Shortly after announcing his withdrawal from the race, Biden issued a statement endorsing his vice-president, Kamala Harris, for the top of the ticket. The move was canny, avoiding a chaotic contest, cutting off bizarre and destructive fantasies of a so-called “blitz primary” and effectively sealing Harris’s nomination ahead of the convention in Chicago next month. The move will also allow the new ticket to claim credit for Biden’s accomplishments – like a fundamentally strong economy, a cap on insulin costs, an explosion in green energy production, and a broad and popular climate and jobs bill – while being able to pivot away and recalibrate on some of Biden’s most unpopular or morally indefensible choices, like his support for Israel’s genocidal war on Palestinians in Gaza.

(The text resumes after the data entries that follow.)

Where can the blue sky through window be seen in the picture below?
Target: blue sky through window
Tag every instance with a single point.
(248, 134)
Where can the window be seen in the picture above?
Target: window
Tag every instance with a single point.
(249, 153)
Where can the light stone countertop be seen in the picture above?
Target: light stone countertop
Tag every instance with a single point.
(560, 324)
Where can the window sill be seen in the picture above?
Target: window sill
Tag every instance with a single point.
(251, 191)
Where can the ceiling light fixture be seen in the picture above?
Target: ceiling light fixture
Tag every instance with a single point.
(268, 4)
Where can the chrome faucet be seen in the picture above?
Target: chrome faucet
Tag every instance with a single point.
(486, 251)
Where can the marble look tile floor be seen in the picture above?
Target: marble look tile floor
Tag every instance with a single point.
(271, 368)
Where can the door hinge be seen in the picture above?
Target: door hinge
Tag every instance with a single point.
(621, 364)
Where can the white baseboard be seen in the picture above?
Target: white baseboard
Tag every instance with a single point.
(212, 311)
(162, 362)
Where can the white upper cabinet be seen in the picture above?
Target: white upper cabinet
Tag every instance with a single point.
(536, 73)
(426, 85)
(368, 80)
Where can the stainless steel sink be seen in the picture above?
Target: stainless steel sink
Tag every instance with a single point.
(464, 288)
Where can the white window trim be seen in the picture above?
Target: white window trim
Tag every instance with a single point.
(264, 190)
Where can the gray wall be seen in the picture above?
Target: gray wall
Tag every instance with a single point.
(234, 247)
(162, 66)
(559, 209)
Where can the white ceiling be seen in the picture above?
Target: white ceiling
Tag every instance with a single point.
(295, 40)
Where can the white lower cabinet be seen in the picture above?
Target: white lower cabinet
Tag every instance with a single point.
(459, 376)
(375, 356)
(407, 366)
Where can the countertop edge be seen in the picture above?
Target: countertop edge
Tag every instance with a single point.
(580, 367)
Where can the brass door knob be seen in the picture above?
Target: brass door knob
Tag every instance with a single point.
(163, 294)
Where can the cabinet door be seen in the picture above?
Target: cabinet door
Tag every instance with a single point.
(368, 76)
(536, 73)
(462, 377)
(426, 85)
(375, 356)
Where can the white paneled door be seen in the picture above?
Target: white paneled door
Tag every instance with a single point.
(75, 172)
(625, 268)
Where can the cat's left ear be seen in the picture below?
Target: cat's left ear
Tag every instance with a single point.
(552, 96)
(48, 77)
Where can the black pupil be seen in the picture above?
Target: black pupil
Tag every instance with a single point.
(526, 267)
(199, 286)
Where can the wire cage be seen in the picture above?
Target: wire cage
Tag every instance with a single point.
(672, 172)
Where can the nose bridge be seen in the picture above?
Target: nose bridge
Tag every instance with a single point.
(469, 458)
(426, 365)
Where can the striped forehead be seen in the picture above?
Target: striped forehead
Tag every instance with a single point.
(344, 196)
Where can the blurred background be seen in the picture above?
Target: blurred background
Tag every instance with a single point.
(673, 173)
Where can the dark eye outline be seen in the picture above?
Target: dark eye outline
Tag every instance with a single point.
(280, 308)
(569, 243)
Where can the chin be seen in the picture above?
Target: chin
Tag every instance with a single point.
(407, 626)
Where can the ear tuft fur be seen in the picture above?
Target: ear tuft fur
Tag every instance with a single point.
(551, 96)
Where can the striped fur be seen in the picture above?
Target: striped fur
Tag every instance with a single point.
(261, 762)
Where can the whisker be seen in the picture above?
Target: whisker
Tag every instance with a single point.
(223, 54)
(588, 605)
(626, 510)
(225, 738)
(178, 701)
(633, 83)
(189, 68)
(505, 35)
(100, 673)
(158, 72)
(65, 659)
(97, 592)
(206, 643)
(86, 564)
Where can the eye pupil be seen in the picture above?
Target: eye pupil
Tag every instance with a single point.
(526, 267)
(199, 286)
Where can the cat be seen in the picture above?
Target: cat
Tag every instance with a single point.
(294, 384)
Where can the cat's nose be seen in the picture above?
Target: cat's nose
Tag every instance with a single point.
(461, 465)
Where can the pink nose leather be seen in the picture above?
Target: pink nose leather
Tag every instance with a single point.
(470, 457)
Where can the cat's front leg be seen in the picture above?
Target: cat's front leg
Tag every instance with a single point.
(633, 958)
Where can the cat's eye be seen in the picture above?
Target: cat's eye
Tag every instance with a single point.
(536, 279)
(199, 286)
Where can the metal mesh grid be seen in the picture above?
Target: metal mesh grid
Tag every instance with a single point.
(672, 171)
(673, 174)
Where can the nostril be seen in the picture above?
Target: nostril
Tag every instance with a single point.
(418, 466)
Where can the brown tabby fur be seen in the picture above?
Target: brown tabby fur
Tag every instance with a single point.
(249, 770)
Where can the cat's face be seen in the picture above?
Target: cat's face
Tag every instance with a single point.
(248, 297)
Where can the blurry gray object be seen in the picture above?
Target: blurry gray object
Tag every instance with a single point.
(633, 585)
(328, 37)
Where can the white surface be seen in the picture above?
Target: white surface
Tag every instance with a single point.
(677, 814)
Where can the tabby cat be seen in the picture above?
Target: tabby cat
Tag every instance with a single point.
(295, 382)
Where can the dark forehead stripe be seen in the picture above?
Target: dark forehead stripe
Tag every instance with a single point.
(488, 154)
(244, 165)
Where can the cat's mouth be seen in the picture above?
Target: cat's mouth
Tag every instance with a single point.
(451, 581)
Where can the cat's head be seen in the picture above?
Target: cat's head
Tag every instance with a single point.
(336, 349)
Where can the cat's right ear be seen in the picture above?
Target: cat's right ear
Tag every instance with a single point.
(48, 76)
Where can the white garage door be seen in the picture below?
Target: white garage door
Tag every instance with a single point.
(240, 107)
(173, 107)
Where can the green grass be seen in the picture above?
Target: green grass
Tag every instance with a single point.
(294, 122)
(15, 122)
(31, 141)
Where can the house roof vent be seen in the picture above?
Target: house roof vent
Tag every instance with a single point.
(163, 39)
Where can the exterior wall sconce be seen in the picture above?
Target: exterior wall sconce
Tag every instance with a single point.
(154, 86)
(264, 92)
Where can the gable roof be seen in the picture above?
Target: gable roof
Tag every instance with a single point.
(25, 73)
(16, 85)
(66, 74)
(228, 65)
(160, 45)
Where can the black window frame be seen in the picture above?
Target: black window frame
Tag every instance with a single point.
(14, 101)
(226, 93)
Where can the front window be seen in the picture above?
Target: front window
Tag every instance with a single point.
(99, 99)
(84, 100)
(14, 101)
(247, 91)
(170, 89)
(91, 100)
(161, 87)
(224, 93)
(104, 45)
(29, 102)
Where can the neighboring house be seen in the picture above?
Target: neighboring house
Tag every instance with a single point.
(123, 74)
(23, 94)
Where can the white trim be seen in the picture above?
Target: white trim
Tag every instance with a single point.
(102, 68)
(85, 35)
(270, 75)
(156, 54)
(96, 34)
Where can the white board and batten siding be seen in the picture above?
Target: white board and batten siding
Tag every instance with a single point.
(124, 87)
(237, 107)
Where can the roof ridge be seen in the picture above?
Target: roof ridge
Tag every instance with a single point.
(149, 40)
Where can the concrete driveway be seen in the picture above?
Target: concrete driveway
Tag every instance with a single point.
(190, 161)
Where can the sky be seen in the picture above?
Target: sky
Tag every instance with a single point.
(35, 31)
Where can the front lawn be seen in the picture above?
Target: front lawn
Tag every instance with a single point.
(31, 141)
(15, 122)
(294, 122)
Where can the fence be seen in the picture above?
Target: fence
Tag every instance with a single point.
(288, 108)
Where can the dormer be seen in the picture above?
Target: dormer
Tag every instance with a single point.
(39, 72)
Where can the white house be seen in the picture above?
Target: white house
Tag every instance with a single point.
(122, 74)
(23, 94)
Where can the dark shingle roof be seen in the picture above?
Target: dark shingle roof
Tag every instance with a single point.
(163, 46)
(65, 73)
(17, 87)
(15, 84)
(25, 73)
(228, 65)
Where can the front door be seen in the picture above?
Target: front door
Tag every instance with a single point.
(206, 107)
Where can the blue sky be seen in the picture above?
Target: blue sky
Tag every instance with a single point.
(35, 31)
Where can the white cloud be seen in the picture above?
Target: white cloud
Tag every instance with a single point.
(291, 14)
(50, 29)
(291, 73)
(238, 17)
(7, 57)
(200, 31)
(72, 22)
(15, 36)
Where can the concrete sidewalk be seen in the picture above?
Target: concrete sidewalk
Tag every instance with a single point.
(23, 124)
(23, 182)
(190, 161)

The move also reverses the role that the vulnerability of age plays in the race. At 59, Harris is not a young woman, but she is downright spry by the standards of elite American politicians. Trump, by contrast, is 78, a rambling, largely incoherent speaker, and visibly weaker than when he first began running for president nearly 10 years ago, in 2015. Trump has always practiced a politics of masculine domination, and his petty little virility displays – like looming over Hillary Clinton in the third presidential debate in 2016 – have long led liberals to fear that a woman could not defeat him; this, too, was part of Biden’s pitch to voters in the 2020 primary.

But Trump is not the figure he once was. He is tired and diminished, less focused and energetic, burdened by bad press from lawsuits (like the one in which he was found liable for the sexual assault of E Jean Carroll) and prosecutions (like the one in which he was convicted of 34 felonies). He is burdened, too, by bitterness and grievance, devoting good chunks of most public appearances to enumerating the various people he hates and how he has been wronged. He is unpopular, unpleasant, undisciplined and unappealing. He is the reason why Roe v Wade was overturned, and he wants to be a dictator. He is eminently beatable. And finally, Democrats may have a nominee who can beat him.

Most importantly, with Biden out and Harris stepping up to the plate, the Democrats may now have a candidate who is an eloquent, comfortable and active advocate for an issue that Biden was never able to persuasively campaign for: abortion rights. Biden shied away from abortion, and his discomfort was dragging Democrats down, leaving a public health crisis, a civil rights emergency and a crucial Republican liability on the table. With that issue now squarely on the agenda, the race will be dramatically changed.

• This article was amended on 23 July 2024. Donald Trump was convicted of 34 felonies, not 38 as a previous version stated.